Create Partition Table

Create Hash Partition Table

   CREATE TABLE [IF NOT EXISTS] [db_name.]table_name
                    [(col_name data_type , ...)]
   PARTITIONED BY (partition_col_name data_type)
   STORED BY 'carbondata'
   [TBLPROPERTIES ('PARTITION_TYPE'='HASH',
                   'PARTITION_NUM'='N' ...)]
   //N is the number of hash partitions

Example:

   create table if not exists hash_partition_table(
      col_A String,
      col_B Int,
      col_C Long,
      col_D Decimal(10,2),
      col_F Timestamp
   ) partitioned by (col_E Long)
   stored by 'carbondata'
   tblproperties('partition_type'='Hash','partition_num'='9')

Create Range Partition Table

   CREATE TABLE [IF NOT EXISTS] [db_name.]table_name
                    [(col_name data_type , ...)]
   PARTITIONED BY (partition_col_name data_type)
   STORED BY 'carbondata'
   [TBLPROPERTIES ('PARTITION_TYPE'='RANGE',
                   'RANGE_INFO'='2014-01-01, 2015-01-01, 2016-01-01' ...)]

Note:

  • The ‘RANGE_INFO’ must be defined in ascending order in the table properties.

  • The default format for partition column of Date/Timestamp type is yyyy-MM-dd. Alternate formats for Date/Timestamp could be defined in CarbonProperties.

Example:

   create table if not exists hash_partition_table(
      col_A String,
      col_B Int,
      col_C Long,
      col_D Decimal(10,2),
      col_E Long
   ) partitioned by (col_F Timestamp)
   stored by 'carbondata'
   tblproperties('partition_type'='Range',
   'range_info'='2015-01-01, 2016-01-01, 2017-01-01, 2017-02-01')

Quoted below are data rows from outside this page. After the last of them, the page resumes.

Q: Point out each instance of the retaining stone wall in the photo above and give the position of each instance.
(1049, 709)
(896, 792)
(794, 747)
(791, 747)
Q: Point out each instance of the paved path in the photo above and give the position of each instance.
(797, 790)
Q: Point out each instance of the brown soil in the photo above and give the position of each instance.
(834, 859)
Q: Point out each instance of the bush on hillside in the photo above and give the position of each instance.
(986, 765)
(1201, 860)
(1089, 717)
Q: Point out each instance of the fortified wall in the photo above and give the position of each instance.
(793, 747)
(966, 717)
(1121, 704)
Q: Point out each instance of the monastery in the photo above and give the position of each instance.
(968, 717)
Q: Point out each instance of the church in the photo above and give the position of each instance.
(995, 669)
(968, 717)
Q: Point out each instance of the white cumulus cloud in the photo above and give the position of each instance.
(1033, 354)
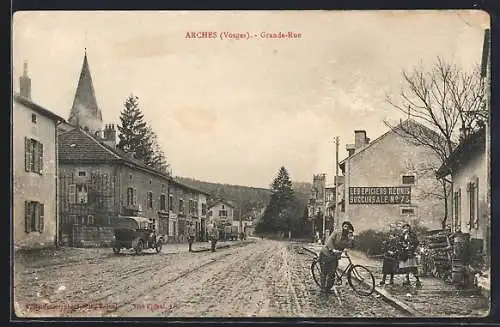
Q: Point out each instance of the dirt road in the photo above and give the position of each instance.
(260, 279)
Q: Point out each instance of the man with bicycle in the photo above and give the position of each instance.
(331, 252)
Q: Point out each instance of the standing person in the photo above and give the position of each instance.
(408, 264)
(213, 236)
(330, 253)
(190, 237)
(390, 263)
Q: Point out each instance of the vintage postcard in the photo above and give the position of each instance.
(251, 164)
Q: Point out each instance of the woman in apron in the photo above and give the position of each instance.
(408, 259)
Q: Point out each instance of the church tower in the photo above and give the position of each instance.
(85, 112)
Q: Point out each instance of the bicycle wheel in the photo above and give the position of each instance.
(361, 280)
(316, 272)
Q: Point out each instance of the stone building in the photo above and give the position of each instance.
(389, 180)
(85, 112)
(188, 209)
(321, 203)
(99, 182)
(34, 170)
(468, 168)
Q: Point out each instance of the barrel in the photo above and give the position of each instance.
(458, 272)
(460, 241)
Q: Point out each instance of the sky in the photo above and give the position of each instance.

Create List Partition Table

   CREATE TABLE [IF NOT EXISTS] [db_name.]table_name
                    [(col_name data_type , ...)]
   PARTITIONED BY (partition_col_name data_type)
   STORED BY 'carbondata'
   [TBLPROPERTIES ('PARTITION_TYPE'='LIST',
                   'LIST_INFO'='A, B, C' ...)]

Note :

  • List partition supports list info in one level group.

Example:

   create table if not exists hash_partition_table(
      col_B Int,
      col_C Long,
      col_D Decimal(10,2),
      col_E Long,
      col_F Timestamp
   ) partitioned by (col_A String)
   stored by 'carbondata'
   tblproperties('partition_type'='List',
   'list_info'='aaaa, bbbb, (cccc, dddd), eeee')

Show Partitions

The following command is executed to get the partition information of the table

   SHOW PARTITIONS [db_name.]table_name

Maintaining the Partitions

Add a new partition

   ALTER TABLE [db_name].table_name ADD PARTITION('new_partition')

Split a partition

   ALTER TABLE [db_name].table_name SPLIT PARTITION(partition_id)
   INTO('new_partition1', 'new_partition2'...)

Drop a partition

   //Drop partition definition only and keep data
   ALTER TABLE [db_name].table_name DROP PARTITION(partition_id)

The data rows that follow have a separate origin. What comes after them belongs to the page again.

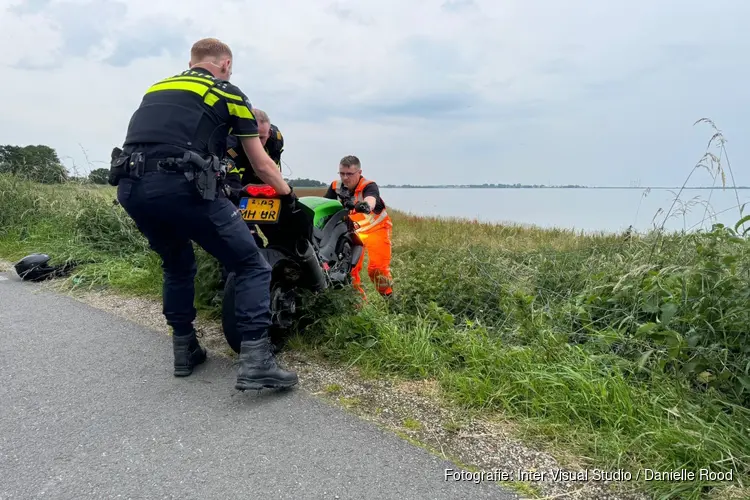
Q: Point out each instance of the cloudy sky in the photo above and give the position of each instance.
(596, 92)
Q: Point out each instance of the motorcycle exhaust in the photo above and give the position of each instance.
(308, 259)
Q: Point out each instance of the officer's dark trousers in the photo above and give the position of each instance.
(169, 213)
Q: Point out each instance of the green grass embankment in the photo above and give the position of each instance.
(631, 351)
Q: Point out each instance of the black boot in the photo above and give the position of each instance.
(188, 353)
(258, 367)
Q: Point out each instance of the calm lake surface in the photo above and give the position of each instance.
(589, 210)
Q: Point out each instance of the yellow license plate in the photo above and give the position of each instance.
(260, 210)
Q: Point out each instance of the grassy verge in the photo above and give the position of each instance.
(627, 350)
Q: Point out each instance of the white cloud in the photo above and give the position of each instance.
(423, 91)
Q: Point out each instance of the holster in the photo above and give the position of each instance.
(118, 166)
(124, 165)
(207, 174)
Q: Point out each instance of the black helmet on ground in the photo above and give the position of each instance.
(35, 267)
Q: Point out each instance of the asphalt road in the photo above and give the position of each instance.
(89, 409)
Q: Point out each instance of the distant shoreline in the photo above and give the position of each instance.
(501, 186)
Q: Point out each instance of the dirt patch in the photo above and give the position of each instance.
(415, 410)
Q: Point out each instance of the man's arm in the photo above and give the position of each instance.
(245, 128)
(330, 194)
(263, 165)
(278, 145)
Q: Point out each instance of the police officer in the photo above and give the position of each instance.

   //Drop both partition definition and data
   ALTER TABLE [db_name].table_name DROP PARTITION(partition_id) WITH DATA

Note:

  • In the first case where the data in the table is preserved there can be multiple scenarios as described below :

    • if the table is a range partition table, data will be merged into the next partition, and if the dropped partition is the last partition, then data will be merged into the default partition.

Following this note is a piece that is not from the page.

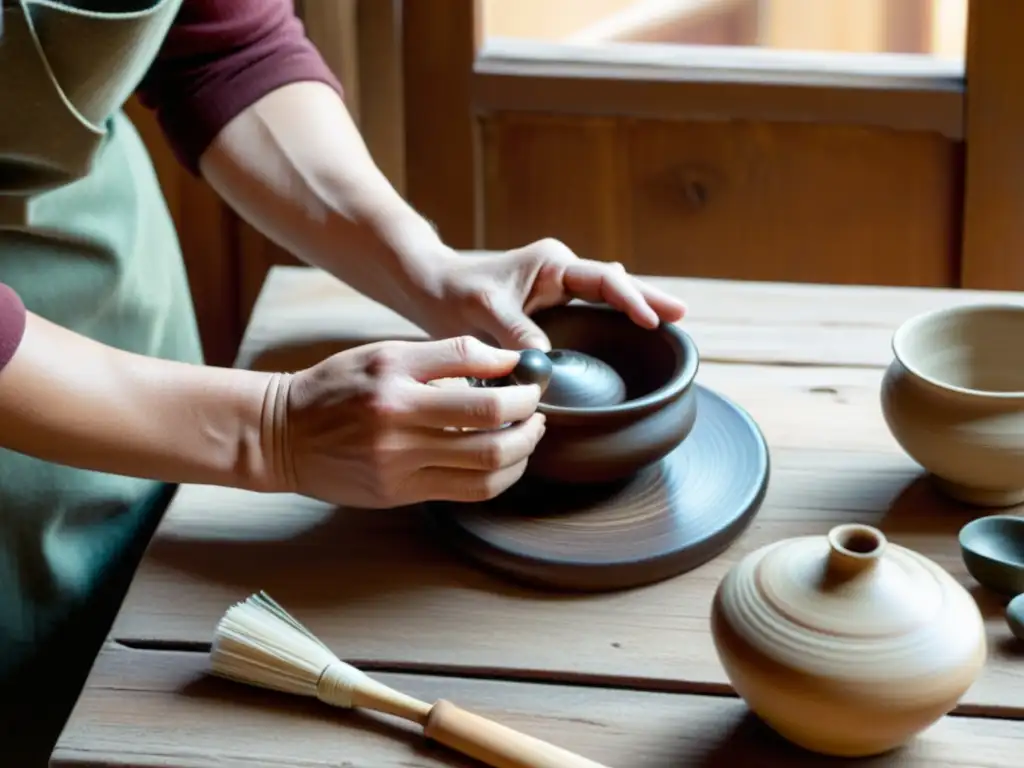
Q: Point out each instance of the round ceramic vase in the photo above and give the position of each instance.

    • if the table is a list partition table, data will be merged into default partition.

  • Dropping the default partition is not allowed, but DELETE statement can be used to delete data in default partition.

  • The partition_id could be fetched using the SHOW PARTITIONS command.

  • Hash partition table is not supported for ADD, SPLIT and DROP commands.

Partition Id

In CarbonData like the hive, folders are not used to divide partitions instead partition id is used to replace the task id. It could make use of the characteristic and meanwhile reduce some metadata.

SegmentDir/0_batchno0-0-1502703086921.carbonindex
           ^
SegmentDir/part-0-0_batchno0-0-1502703086921.carbondata
                  ^

Useful Tips

Here are some useful tips to improve query performance of carbonData partition table:

Prior analysis of proper partition column

The distribution of data based on some random column could be skewed, building a skewed partition table is meaningless. Some basic statistical analysis before the creation of partition table can avoid an extremely skewed column.

Exclude partition column from sort columns

If you have many dimensions, that need to be sorted then one must exclude column present in the partition from sort columns, this will allow another dimension to do the efficient sorting.

Remember to add filter on partition column when writing SQL

When writing SQL on a partition table, try to use filters on the partition column.